How to Become a Great Rider
You've just spent a hard day squinting at a VDT, your eyes feel like pinballs, your tongue feels like a fish, your car is either in the shop or it's your don't-drive-one-in-five day and you are, well, riding the bus.
While rumbling along yet another street under construction, you happen to glance at the oh-so-exciting array of public service ads above you and, lo and behold, your eyes alight on a placard with a reproduction of a modern painting accompanied by a short poem.
Culture? On the bus? In Phoenix? Blinking in disbelief, you look again. The poem, by Theodore Enslin, is definitely apropos:
No one returns along the
road he came on
Only the sigh
of shadows in the dust.
Then you notice another placard right above your head. This one features Charles Bukowski. Charles Bukowski? The poet laureate of booze, blowjobs and skid-row bums who was immortalized in the films Barfly and Tales of Ordinary Madness? Indeed it is:
I've been so down in the mouth lately
that sometimes when I
bend over to lace my shoes,
I see three tongues.
Hey, now there's a sentiment that's easy to relate to. Directly above you is another poem, this one in English and Spanish. (Sorry, Proposition 106 is not spoken here.) What is this, anyway? A subliminal plot to get yuppies out of their BMWs and onto the buses?
What it is, in fact, is the Streetfare Journal. The placards occupying the advertising space above the seats are the result of an ambitious public arts and literacy project. Sponsored by AMNI America Inc. (formerly Winston Network), Streetfare Journal is now seen in nearly 13,000 buses in more than a dozen big cities--and Phoenix.
"We feel the project provides a little bit of culture for the riders on buses, something beyond offensive graffiti or ads for Pepsodent or Afro Sheen," says Loretta Bulebosh, local marketing manager for AMNI America. "It's also a way to provide some inspiration for the riders on the way to work or wherever, and it's also there to give something back to the riders, to show some appreciation for their patronage."

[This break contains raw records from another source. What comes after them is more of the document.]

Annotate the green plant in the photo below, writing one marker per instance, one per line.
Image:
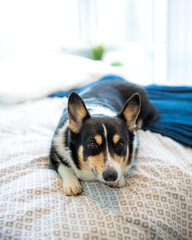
(98, 52)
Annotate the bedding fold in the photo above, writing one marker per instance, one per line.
(174, 105)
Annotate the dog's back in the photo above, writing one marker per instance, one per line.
(112, 94)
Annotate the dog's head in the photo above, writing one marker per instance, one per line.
(102, 144)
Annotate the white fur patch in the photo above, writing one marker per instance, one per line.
(101, 110)
(111, 163)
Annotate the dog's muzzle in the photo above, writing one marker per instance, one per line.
(110, 175)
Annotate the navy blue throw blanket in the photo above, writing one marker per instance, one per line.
(174, 105)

Begun in 1984 by San Francisco poet George Evans, who also edits the series, Streetfare Journal features verse by such writers as Bukowski, Pulitzer nominee Lucille Clifton, Bob Kaufman (originator of the term "beatnik"), Cid Corman, Octavio Paz, and Genny Lim. The poetry is accompanied by art reproductions from the likes of Sam Francis, Miriam Schapiro, Roy De Forest, George McNeil, Kenneth Noland, and Joe Sam. The nonprofit project is funded by grants from the Lannan Foundation and the National Endowment for the Arts.
Bulebosh says she thinks the Streetfare Journal has become "a popular attraction in other cities and is starting to catch on here in Phoenix." In fact, she notes that placards have been liberated from buses "by people who are into collecting the series."
"We've even gotten requests from patrons to mail new editions of Streetfare directly to their homes," she says. "Right now I'm looking at a stack of 600 new copies of the journal that will be seen on buses shortly."
Transit officials have welcomed the placards, she says, hoping to increase ridership by making the available ad space "more attractive and passenger oriented."
Speaking of captive audiences, Bulebosh notes that extra sets of the Streetfare Journal placards are about to be distributed to prisons around the country.